The worst part about living in these times is not the challenges of political division, social tension, or even the pandemic. Been there and done that. Things are definitely not worse in any of those matters. What is worse is our inability to deal with these challenges! What scares me the most about our situation is how we can’t handle even a fraction of what our ancestors handled in the past. Thus demonstrating that the greatest enemy of humanity is the average human being. Sin makes us stupid, blind, and fanatics.
Recently one of my students expressed frustration when I said that the current pandemic was not that bad compared to previous challenges to humanity. I told her that is precisely why she attends our school – to learn history, other cultures, and to have perspective. Of course the greatest perspective I could give her is a review of history according to God. From the parting of the Red Sea, the rise and fall of Israel, and most importantly, the death and resurrection of Jesus Christ for her and everyone! The end of history has already occurred! The future has already been made secure. The reign of God has begun and will transcend the reign of sin, death, and satan. Talk about perspective.
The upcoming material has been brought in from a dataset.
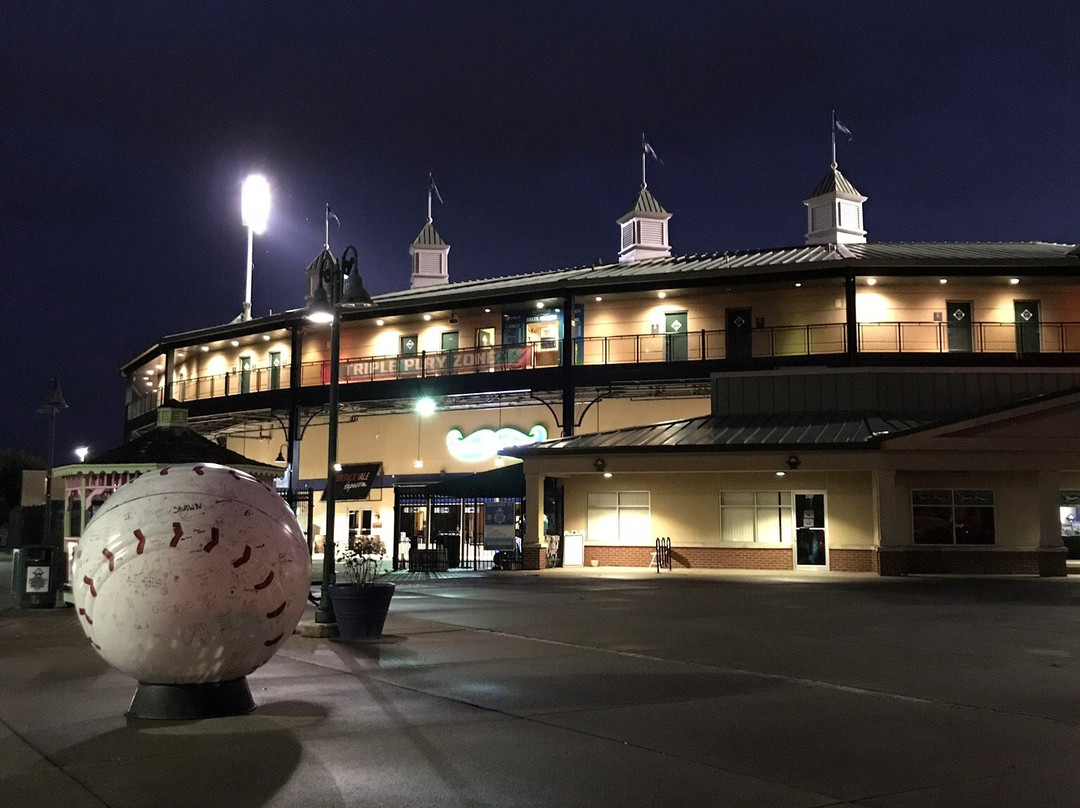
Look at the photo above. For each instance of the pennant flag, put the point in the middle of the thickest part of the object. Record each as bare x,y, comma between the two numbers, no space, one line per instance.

Still it should shame us that C.S. Lewis, who faced a world war and an evil empire, calmed down his students with the following words. Well to be honest, the threatening new religious reign of abortion, sex-changes for 7 year olds, and normalizing porn might equal England’s enemy. Either way, God’s got this and is absolutely and every way in charge. In fact, He has already won.
“The war creates no absolutely new situation: it simply aggravates the permanent human situation so that we can no longer ignore it. Human life has always been lived on the edge of a precipice… We are mistaken when we compare war with “normal life.” Life has never been normal… We think of the streets of Warsaw and contrast the deaths there suffered with an abstraction called Life. But there is no question of death or life for any of us; only a question of this death or of that—of a machine gun bullet now or a cancer forty years later. What does war do to death? It certainly does not make it more frequent; 100 per cent of us die, and the percentage cannot be increased… Yet war does do something to death. It forces us to remember it. The only reason why the cancer at sixty or the paralysis at seventy-five do not bother us is that we forget them. War makes death real to us: and that would have been regarded as one of its blessings by most of the great Christians of the past. They thought it good for us to be always aware of our mortality. I am inclined to think they were right.” – C.S. Lewis, Learning in War-Time
The reign of God is at hand. Repent and believe the Good News!